Kepopuleran box-to-box midfielder di tanah Inggris juga diterapkan ke tim nasional. The Three Lions pada Piala Dunia 2006 memasangkan dua box-to-box midfielder sekaligus, yaitu Steven Gerrard dan Frank Lampard. Hasilnya mereka mencapai babak perempat final sebelum kalah dari Portugal dalam babak adu penalti. Sayangnya, performa mereka semakin menurun hingga gagal lolos ke Piala Eropa 2008.
Ketenaran box-to-box midfielder semakin menurun ketika taktik sepakbola bergeser lebih posisional dan konstruktif dibanding transisional. Hal ini disebabkan karena seorang box-to-box midfielder terlihat sangat istimewa ketika berhasil memanfaatkan transisi meski terlibat banyak pada situasi-situasi lain. Ketika sepakbola dimainkan lebih konstruktif, (membangun serangan dari lini belakang, perlahan dari kaki ke kaki) sinar box-to-box midfielder tertutup oleh seorang gelandang kreatif yang rajin mengirim umpan-umpan kunci atau seorang penyerang yang mencetak gol.
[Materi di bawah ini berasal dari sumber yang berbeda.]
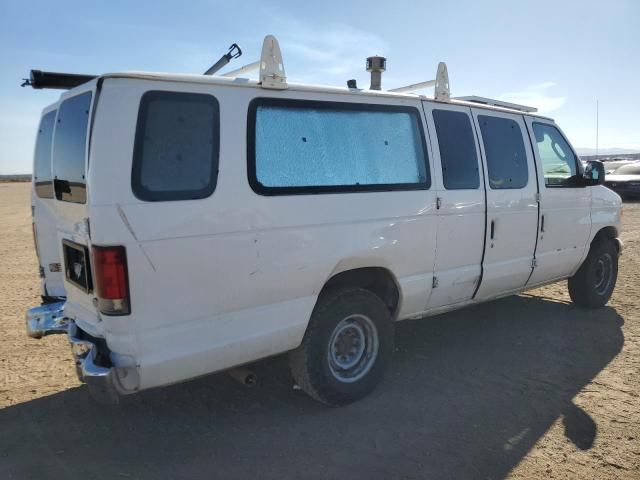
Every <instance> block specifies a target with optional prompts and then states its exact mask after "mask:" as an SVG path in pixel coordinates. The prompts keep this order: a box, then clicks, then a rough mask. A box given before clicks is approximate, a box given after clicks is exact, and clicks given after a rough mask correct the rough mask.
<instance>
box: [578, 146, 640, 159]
mask: <svg viewBox="0 0 640 480" xmlns="http://www.w3.org/2000/svg"><path fill="white" fill-rule="evenodd" d="M576 153H577V154H578V155H580V156H581V157H591V156H595V155H596V153H598V155H604V156H608V157H611V156H617V155H623V156H627V155H633V154H636V153H640V149H638V148H601V149H599V150H598V151H597V152H596V149H595V148H581V147H576Z"/></svg>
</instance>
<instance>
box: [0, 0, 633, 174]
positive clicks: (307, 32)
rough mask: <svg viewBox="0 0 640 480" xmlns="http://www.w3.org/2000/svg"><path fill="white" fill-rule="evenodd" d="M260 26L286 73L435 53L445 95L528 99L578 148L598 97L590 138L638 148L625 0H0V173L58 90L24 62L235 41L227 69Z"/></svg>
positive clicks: (201, 52) (184, 46)
mask: <svg viewBox="0 0 640 480" xmlns="http://www.w3.org/2000/svg"><path fill="white" fill-rule="evenodd" d="M267 34H273V35H275V36H276V37H277V38H278V40H279V41H280V46H281V49H282V54H283V58H284V66H285V70H286V73H287V77H288V80H289V81H290V82H303V83H315V84H326V85H345V84H346V80H348V79H350V78H355V79H357V81H358V85H359V86H361V87H362V86H367V85H368V73H367V72H366V71H365V68H364V65H365V58H366V57H367V56H370V55H384V56H386V57H387V59H388V60H387V71H386V72H385V73H384V74H383V88H385V89H386V88H394V87H399V86H402V85H407V84H411V83H416V82H419V81H423V80H429V79H432V78H435V72H436V68H437V64H438V62H439V61H445V62H446V63H447V67H448V71H449V80H450V85H451V91H452V95H453V96H463V95H479V96H484V97H491V98H498V99H502V100H507V101H512V102H516V103H522V104H526V105H531V106H534V107H537V108H538V109H539V111H540V112H541V113H543V114H546V115H548V116H551V117H553V118H554V119H555V120H556V122H558V124H559V125H560V127H561V128H562V129H563V130H564V132H565V133H566V134H567V136H568V137H569V139H570V141H571V143H572V144H573V145H574V147H576V148H577V149H578V150H579V151H582V152H583V153H587V152H588V149H594V148H595V146H596V101H597V102H598V109H599V147H600V151H606V150H607V149H613V148H622V149H629V150H633V151H639V152H640V91H639V89H640V1H638V0H607V1H590V0H564V1H559V0H551V1H549V0H535V1H524V0H523V1H506V0H500V1H498V0H483V1H480V0H460V1H455V0H448V1H439V2H435V1H429V0H416V1H406V2H405V1H401V0H395V1H385V2H376V1H373V0H371V1H368V2H357V1H346V0H341V1H333V0H322V1H319V2H314V1H306V2H305V1H300V0H297V1H291V2H277V1H272V2H264V1H255V0H243V1H242V2H234V1H232V0H224V1H213V0H208V1H204V0H196V1H189V2H187V1H184V0H183V1H182V2H176V1H167V0H156V1H153V2H145V1H136V2H124V1H118V0H111V1H109V2H97V1H96V2H92V1H89V0H85V1H82V2H80V1H66V0H57V1H54V2H51V1H41V0H30V1H25V0H19V1H13V0H0V73H1V75H0V105H1V106H2V108H0V174H11V173H29V172H31V169H32V166H31V162H32V156H33V146H34V140H35V134H36V130H37V126H38V122H39V118H40V112H41V110H42V109H43V108H44V107H45V106H47V105H48V104H50V103H53V102H54V101H56V99H57V98H58V96H59V95H60V91H54V90H33V89H30V88H20V81H21V79H22V78H24V77H27V76H28V74H29V70H30V69H32V68H33V69H39V70H49V71H58V72H68V73H88V74H100V73H107V72H117V71H126V70H147V71H160V72H180V73H202V72H204V71H205V70H206V69H207V68H208V67H209V66H211V65H212V64H213V63H214V62H215V61H216V60H217V59H218V58H219V57H220V56H221V55H222V54H223V53H225V52H226V50H227V48H228V47H229V45H230V44H231V43H233V42H237V43H238V44H239V45H240V46H241V48H242V49H243V52H244V54H243V56H242V57H241V58H239V59H238V60H235V61H234V63H233V64H231V65H229V66H228V67H227V69H233V68H237V67H240V66H242V65H244V64H247V63H251V62H253V61H255V60H258V59H259V56H260V49H261V46H262V39H263V37H264V36H265V35H267ZM223 72H224V70H223V71H221V73H223ZM249 75H254V76H257V73H254V74H249ZM424 93H425V94H427V95H433V92H432V91H430V90H427V91H425V92H424Z"/></svg>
Kendati demikian, box-to-box midfielder masih menjadi pilar utama dalam sebuah tim meski terjadi pergeseran dan penyesuaian peran.
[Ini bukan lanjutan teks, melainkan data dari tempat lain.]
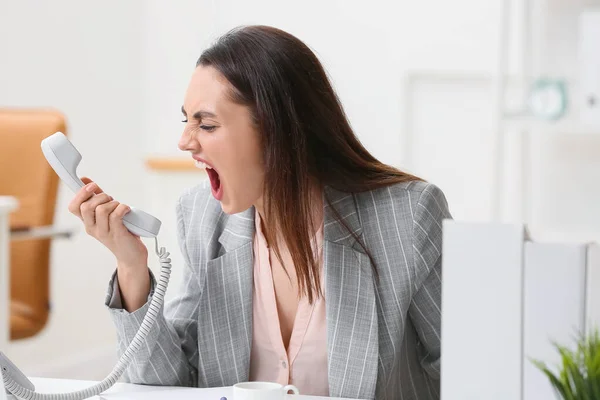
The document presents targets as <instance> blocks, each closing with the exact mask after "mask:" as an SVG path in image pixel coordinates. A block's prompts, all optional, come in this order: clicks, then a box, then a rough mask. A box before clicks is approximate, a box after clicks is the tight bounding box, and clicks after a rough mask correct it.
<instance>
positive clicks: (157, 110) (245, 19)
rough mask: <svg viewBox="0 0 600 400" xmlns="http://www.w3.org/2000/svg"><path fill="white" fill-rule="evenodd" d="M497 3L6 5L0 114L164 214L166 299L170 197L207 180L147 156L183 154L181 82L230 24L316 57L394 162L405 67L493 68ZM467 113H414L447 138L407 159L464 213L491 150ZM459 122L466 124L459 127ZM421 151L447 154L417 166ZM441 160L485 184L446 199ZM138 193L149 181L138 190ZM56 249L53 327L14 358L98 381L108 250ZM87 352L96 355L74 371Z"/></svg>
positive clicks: (0, 5)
Box-to-Box Midfielder Masa Kini
Pada sepakbola yang saat ini kita saksikan (2010-an sampai sekarang), box-to-box midfielder jauh lebih beragam., terutama dalam aspek serangan. Ada yang sangat mengandalkan kreativitas seperti Luka Modric. Ada yang gemar menusuk ke dalam kotak penalti seperti Georginio Wijnaldum. Ada juga yang mengincar peluang dari lini kedua untuk mengejutkan pertahanan lawan seperti Ilkay Gundogan. Kendati demikian, peran mendasar box-to-box midfielder tetap sama, yaitu gelandang yang memiliki kemampuan bertahan dan menyerang yang seimbang.
Bedanya, porsi dan beban box-to-box midfielder tidak seberat era sebelumnya. Ketika bertahan, box-to-box midfielder ditemani seorang gelandang bertahan. Sebaliknya ketika menyerang, box-to-box midfielder tidak perlu terlalu khawatir karena ada seorang gelandang serang. Kini mereka terkesan lebih bersifat “pendukung” padahal peran mereka sangat penting. Mereka adalah pemain yang menutup ruang yang ditinggalkan bek sayap ketika overlap. Mereka juga yang pandai mencari posisi untuk mengantisipasi rebound andai serangan gagal.
Perubahan tersebut bukan sesuatu yang buruk baik bagi sang pemain maupun tim. Seorang box-to-box midfielder tidak terpinggirkan, mereka hanya perlu menyesuaikan. Sementara tim justru mendapatkan keseimbangan yang lebih kokoh.
Satu hal yang sedikit berdampak negatif adalah kepopuleran box-to-box midfielder yang tidak semenyilaukan era sebelumnya. Meski kontribusi terhadap tim sangat besar tapi mereka jarang terlibat langsung dalam penciptaan gol (gol atau asis). Bisa dibilang box-to-box midfielder zaman sekarang bisa dianugerahi sebagai pahlawan tanpa tanda jasa.